The purpose of SMA Europe is to provide a framework to stimulate collaboration and accelerate translational research pathways in SMA and promote patient care.

  1. Biogen announces positive interim results for Cherish trials

    interim results for Cherish trials

    Biogen and Ionis Pharmaceuticals have confirmed the positive results from a pre-specified interim analysis of the CHERISH study in later-onset (consistent with Type 2) SMA. The analysis found that children receiving Nusinersen experienced a statistically significant improvement in motor function compared to those who did not receive treatment. Nusinersen demonstrated a favourable safety profile in the trial. With the positive interim analysis, the CHERISH study will be stopped and participants will be able to transition into the SHINE open-label extension study to receive Nusinersen.

    Please their community update below and the press release here

    Dear Members of the SMA Community,

    In response to your requests for information, we are providing an update on the progress made in moving the nusinersen development program towards a potential treatment option for Spinal Muscular Atrophy (SMA). We can confirm the positive results from a pre-specified interim analysis of the CHERISH study in later-onset (consistent with Type 2) SMA. The analysis found that children receiving nusinersen experienced a statistically significant improvement in motor function compared to those who did not receive treatment. Nusinersen demonstrated a favorable safety profile in the trial. With the positive interim analysis, the CHERISH study will be stopped and participants will be able to transition into the SHINE open-label extension study to receive nusinersen.

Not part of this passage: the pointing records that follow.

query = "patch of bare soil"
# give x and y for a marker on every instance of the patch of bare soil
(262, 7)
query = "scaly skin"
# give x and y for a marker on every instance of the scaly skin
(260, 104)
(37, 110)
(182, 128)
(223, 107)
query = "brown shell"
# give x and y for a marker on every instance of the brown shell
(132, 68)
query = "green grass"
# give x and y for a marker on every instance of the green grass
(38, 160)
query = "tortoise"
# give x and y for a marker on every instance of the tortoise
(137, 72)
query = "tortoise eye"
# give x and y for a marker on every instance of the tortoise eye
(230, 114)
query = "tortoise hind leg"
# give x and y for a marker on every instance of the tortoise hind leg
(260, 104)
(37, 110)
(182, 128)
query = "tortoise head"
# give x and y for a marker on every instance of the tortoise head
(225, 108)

    We conducted detailed scientific analyses using all the available data to identify the earliest point in the CHERISH study when an interim analysis could be conducted to provide us with the well-controlled data needed to help assess the safety and efficacy of our investigational compound. We will make regulators around the globe aware of these data and work with them to identify the most efficient path toward achieving our goal of bringing nusinersen to the SMA community as quickly as possible. Nusinersen has received Accelerated Assessment status from the EMA.

    Biogen recently initiated a global expanded access program (EAP) in infantile-onset SMA in October. Given the complexities and operational aspects of opening and EAP in SMA, the initial phase in infantile-onset has taken longer than expected to open. We will continue to explore the ways in which we could broaden the EAP to include patients with Type 2 SMA in geographies where the time to regulatory approval is anticipated to be longer. Obtaining regulatory approval remains our number one priority as we continue to believe it is the best way to provide broad and sustainable access to the SMA community.

    Every day, we are spurred on by the stories we hear from the SMA community and are very grateful to all the families participating in our clinical studies as well as the physicians who work tirelessly to care for them day in and day out. We will continue our relentless pursuit of moving nusinersen from an investigational compound to a potential treatment option for the community. We would like to express our deepest appreciation to all involved in this important journey.

    Biogen and Ionis Pharmaceuticals.